Tag Archives: Dreamtime

Songs Old and New

“When old words die out on the tongue, new melodies break forth from the heart”
Rabindranath Tagore

This blog has taken me in directions I could not have envisioned, and now it is asking for a new name. After much thought, I have settled on “Songs of Wisdom.”

Over the years, my teaching became less lecture, and more a creative dialogue between my students and me. It felt as though we were collaborating on a variation of the Aboriginal Dreamtime, where we entered a field beyond time and fixed ideas. Together we would trace the tracks and hints of our ancestors, and sing a world into being. We were in fact following the songlines sung by fellow travelers from Thales, through Lao Tzu, to Camus. We would embrace some touchstone ideas from a common reading, and follow the path they suggested in order to create a vision that was highly individual to each class, yet universal in the light it cast upon the human condition.

Every human being, I believe, sings A world, not The world, into being. In this regard, Robert Pirsig offers an illuminating analogy. In every instant, we are bombarded by myriad things vying for our awareness, and we simply cannot give our attention to everything. It is as though we are standing on a beach composed of millions of grains of sand. We reach down into that beach and pick up a handful of sand, and call that handful “the world.” The handful we choose is often determined by the cultural, familial, and religious conditioning of our early lives.

Here is where Philosophy comes in. Ben Zander says “It’s all invented anyway, so we might as well invent a story or a framework of meaning that enhances our quality of life and the life of those around us.” Violence and loss, sickness and death are inevitable, but by following the songlines of visionary women and men down through the ages, we have the possibility of clicking the kaleidoscope of our minds, and creating more ample and generous templates that frame an increasingly kind and compassionate world. These are songs of wisdom, living words given soul by the melodies of the heart.


About half a century ago, one of my philosophy professors launched himself into a riff about how the life of a philosopher was irrelevant to the quality of his thought. Logical consistency, he said, was the ultimate criterion of philosophical worth. Even at the time, my young mind sensed that this could not be true. Over the years I have become even more convinced that if philosophical study does not result in a wiser, more loving and pleasant life, then it is a complete waste of time. I would sometimes joke with my students that I could not possibly give them an honest grade until they had lived for 50 years. Then I would need an email telling me how their lives had turned out. At that point, of course, they could grade themselves. It is immensely gratifying for me to see so many of my former students on this blog and on Facebook who are living creative, fulfilling and loving lives. The only small credit I can take is having had the privilege of introducing them to some wonderful friends, from Plato to Pirsig. The rest has been up to them.

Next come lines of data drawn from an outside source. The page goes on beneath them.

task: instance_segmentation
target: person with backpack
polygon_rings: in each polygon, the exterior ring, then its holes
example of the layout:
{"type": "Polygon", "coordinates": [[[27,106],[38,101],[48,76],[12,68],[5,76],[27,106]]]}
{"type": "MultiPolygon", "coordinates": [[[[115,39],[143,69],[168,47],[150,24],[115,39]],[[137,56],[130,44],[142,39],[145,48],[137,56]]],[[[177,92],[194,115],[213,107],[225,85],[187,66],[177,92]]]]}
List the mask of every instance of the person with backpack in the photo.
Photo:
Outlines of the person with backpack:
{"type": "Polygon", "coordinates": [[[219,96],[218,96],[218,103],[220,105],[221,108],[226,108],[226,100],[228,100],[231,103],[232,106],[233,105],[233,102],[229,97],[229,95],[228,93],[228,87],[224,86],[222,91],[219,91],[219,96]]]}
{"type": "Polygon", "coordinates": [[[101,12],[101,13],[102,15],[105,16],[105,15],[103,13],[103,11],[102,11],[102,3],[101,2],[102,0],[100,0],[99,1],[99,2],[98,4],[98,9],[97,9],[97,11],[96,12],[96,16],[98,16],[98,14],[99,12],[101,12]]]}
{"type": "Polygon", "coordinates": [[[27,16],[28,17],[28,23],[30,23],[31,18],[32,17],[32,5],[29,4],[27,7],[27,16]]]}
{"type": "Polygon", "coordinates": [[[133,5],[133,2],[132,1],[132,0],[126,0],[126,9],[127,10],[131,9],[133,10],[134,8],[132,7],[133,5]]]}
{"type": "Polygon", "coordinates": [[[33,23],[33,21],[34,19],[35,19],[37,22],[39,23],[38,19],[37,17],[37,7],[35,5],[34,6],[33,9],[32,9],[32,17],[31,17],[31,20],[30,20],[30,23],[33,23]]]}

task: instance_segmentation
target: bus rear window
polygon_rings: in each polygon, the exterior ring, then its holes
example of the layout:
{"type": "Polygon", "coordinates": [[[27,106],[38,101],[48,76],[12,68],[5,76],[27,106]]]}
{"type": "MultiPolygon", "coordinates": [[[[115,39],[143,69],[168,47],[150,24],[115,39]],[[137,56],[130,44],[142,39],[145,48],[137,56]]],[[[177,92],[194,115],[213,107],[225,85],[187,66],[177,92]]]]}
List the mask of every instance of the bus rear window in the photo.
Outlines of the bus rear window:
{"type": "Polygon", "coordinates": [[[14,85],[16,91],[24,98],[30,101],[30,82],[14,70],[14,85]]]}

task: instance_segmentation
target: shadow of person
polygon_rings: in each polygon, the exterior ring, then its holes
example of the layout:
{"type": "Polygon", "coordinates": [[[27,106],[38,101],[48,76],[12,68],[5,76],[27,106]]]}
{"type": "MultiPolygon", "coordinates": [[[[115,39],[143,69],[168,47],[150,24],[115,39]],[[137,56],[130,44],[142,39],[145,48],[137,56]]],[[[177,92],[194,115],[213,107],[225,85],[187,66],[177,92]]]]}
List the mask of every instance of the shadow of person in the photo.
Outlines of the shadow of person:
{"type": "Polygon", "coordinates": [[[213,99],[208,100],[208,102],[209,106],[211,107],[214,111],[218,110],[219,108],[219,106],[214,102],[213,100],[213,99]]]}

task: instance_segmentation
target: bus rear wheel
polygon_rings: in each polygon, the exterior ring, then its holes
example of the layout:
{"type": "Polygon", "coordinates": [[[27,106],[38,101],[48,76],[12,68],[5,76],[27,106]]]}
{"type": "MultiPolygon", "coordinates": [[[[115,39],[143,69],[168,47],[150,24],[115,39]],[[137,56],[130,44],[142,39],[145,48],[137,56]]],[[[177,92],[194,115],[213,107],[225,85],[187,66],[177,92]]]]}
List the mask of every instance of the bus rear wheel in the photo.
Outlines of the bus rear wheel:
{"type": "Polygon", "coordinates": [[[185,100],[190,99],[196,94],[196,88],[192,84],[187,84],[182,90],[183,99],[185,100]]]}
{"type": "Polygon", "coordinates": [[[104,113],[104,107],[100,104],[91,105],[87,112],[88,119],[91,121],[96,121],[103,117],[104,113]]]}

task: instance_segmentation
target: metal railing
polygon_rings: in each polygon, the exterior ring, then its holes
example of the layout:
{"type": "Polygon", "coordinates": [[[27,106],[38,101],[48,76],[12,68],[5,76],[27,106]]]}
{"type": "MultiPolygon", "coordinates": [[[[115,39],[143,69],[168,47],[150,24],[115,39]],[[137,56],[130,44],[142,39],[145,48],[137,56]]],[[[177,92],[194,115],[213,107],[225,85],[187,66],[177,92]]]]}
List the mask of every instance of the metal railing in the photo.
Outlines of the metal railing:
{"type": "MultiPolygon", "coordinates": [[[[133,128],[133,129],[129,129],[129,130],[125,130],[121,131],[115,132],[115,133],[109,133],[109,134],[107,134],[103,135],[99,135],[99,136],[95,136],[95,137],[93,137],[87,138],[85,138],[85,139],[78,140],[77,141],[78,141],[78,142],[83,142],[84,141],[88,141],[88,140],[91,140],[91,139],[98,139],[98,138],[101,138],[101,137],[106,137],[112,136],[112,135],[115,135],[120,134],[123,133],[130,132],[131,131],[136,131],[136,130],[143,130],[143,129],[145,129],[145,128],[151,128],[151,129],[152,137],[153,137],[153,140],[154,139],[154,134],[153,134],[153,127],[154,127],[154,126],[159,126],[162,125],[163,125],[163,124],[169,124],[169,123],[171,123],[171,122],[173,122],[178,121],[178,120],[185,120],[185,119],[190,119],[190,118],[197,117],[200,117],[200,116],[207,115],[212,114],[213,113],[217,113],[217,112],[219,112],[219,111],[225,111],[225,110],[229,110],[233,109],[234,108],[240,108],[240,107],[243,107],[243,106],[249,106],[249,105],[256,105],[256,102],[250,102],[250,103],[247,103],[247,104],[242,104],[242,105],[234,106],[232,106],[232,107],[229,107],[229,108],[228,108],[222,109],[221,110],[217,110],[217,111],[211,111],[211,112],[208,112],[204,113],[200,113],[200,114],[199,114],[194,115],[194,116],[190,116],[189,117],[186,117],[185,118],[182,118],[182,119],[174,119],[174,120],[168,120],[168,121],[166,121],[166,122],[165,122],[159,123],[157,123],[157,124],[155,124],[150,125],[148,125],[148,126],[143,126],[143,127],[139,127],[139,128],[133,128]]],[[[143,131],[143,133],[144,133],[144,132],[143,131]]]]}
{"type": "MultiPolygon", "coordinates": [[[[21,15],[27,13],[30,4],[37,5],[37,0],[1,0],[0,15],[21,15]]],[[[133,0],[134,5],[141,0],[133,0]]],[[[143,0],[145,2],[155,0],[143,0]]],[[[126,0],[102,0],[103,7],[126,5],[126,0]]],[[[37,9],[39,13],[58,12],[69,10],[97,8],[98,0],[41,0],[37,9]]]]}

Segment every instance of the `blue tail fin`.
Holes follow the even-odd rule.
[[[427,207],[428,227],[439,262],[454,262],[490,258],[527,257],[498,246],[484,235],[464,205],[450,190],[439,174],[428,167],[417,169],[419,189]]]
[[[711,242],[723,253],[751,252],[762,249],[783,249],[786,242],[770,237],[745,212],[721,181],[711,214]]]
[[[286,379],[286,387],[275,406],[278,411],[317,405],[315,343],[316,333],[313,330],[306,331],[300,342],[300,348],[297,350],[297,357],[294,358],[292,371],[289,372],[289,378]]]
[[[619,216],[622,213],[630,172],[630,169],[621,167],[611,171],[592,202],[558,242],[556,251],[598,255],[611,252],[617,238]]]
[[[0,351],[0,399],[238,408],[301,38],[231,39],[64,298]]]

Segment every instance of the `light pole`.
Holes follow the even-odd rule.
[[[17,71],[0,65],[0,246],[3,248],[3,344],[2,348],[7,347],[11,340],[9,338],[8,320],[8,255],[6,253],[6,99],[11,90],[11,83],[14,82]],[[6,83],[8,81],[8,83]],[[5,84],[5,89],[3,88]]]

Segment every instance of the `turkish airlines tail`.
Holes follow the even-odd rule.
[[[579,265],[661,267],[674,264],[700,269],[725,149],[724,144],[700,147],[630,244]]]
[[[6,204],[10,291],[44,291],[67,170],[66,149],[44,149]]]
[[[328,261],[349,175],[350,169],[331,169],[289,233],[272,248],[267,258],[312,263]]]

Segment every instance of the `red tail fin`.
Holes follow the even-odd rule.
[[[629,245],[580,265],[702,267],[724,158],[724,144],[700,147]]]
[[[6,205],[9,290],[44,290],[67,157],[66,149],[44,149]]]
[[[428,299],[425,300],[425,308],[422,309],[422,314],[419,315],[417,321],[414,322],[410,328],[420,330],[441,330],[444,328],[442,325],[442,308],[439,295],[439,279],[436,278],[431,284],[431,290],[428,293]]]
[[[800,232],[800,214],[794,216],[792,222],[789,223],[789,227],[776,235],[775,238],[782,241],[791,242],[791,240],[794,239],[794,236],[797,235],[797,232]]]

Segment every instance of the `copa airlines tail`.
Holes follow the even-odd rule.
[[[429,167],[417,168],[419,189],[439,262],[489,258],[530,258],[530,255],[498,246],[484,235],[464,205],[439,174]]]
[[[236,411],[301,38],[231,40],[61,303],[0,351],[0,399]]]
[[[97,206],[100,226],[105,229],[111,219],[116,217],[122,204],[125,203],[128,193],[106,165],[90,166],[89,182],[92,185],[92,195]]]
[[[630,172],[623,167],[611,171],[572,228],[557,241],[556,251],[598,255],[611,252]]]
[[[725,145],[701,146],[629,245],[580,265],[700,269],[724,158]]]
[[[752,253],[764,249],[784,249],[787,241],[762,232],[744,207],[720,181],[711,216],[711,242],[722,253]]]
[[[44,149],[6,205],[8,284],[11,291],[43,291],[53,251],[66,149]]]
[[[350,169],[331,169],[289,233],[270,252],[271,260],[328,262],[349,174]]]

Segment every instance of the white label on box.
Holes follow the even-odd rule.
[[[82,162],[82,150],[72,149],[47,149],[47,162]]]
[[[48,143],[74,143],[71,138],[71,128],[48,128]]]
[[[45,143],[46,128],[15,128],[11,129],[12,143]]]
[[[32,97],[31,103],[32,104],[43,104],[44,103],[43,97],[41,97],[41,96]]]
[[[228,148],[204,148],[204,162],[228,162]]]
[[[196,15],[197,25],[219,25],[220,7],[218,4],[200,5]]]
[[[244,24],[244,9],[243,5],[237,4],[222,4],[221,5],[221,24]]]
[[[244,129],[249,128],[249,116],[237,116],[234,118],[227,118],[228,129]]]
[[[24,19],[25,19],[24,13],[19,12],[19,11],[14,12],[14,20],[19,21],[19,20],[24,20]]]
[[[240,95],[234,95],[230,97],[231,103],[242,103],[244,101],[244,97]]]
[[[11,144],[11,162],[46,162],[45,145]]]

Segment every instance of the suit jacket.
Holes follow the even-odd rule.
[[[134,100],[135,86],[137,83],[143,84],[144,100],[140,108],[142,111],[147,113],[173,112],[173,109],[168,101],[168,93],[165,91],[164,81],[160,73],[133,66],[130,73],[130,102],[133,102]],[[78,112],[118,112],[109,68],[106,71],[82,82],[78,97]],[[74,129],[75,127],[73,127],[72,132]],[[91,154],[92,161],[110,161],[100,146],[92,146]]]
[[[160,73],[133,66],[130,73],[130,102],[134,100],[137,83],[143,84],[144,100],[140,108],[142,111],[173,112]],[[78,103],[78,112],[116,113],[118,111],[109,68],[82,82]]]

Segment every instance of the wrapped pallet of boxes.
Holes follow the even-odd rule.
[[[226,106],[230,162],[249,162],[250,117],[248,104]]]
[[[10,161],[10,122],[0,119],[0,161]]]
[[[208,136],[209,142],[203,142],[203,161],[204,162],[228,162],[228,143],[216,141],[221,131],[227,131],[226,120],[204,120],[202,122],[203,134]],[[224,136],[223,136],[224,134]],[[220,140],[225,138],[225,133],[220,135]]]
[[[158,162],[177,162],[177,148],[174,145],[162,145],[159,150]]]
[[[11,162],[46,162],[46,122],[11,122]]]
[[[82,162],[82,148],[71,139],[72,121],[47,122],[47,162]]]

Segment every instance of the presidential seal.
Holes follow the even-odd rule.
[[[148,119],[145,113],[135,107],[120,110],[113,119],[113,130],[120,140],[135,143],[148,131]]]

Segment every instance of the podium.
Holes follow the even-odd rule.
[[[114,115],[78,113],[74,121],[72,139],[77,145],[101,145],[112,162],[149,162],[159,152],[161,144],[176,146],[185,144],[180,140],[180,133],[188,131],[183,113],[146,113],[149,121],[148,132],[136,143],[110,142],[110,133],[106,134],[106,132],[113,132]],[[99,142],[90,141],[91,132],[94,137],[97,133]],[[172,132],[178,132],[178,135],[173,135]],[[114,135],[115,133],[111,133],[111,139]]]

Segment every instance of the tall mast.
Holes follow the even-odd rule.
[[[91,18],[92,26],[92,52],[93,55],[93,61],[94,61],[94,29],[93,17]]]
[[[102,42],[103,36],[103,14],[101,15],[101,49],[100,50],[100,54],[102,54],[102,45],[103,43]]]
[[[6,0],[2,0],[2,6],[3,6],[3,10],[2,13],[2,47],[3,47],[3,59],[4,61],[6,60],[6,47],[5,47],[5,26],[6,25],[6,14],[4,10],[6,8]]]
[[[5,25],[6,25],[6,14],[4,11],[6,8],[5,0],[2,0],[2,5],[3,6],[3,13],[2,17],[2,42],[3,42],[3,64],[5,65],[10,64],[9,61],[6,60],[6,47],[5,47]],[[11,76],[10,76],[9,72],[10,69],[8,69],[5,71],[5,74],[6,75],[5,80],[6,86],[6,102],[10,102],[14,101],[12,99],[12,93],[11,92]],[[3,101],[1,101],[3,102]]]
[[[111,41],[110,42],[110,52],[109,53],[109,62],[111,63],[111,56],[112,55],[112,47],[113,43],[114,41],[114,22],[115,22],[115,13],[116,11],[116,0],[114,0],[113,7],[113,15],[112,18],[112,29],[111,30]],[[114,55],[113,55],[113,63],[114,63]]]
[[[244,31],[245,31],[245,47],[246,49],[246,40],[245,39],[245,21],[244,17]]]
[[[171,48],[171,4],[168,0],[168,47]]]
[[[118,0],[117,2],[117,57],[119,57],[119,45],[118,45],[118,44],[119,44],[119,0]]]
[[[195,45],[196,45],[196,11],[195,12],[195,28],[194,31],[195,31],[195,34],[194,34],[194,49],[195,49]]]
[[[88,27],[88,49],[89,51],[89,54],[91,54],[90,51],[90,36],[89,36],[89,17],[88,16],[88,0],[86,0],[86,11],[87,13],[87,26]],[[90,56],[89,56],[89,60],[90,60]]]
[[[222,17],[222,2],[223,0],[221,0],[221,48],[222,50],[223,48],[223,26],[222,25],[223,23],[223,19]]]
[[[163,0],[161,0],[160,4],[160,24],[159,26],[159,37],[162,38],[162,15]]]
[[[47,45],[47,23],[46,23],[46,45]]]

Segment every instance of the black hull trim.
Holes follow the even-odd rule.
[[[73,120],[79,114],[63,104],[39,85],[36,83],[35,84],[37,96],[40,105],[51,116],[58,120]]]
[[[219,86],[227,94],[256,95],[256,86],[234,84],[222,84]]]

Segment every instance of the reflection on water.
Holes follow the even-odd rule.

It seemed to me that reading these inspiring thinkers made teaching a breeze; a joyful breeze, but a breeze nonetheless. Imagine working with the ideas of a thinker like Plato whose writings have lasted for over 2000 years. His thoughts easily inspired compelling words, but it seemed to me that those words would have been empty truisms unless they somehow had impacted my life. This is one reason I loved flying airplanes and playing music: all the fine talk came to an end when you lifted off a runway or played the first chord of a song. But how does one demonstrate philosophical sensitivity? Surely I couldn’t have my students follow me around all day. Nor did I have the courage to show them my lesser angels.

teacher 1983

It gradually dawned on me, however, that my attitudes and values showed up every day in the classroom. Did I listen carefully, and with respect? Did I value honesty over looking good? Did I have sincere love for the process of learning and for the unfolding souls of my students? Was I able to use my human frailty as a model for self-reflection and growth? I came to believe that these values were the essence of teaching, and that the spoken words were simply excuses that allowed us to come together in a field at once sacred and loving. I would begin every semester with this quote from Rumi: “Out beyond ideas of right-doing and wrong-doing, there is a field. I will meet you there. When the soul lies down in that grass, the world is too full to talk about.“

Aristotle once observed that the poet and the philosopher were alike in that they both began in wonder. It seems to me that true poetry and true philosophy do not talk about the world. Rather, much like the Aboriginal Dreamtime, a teacher and her students together sing the world into being. I do not mean an objective world, nor even a right world, but the very best world they can co-create on any given day. It is a world that springs from wonder and sincerity and playful intelligence. It is a verbal portrait which, when freshly and beautifully rendered, has the power to transform a life. And that, it seems to me, is never a waste of time.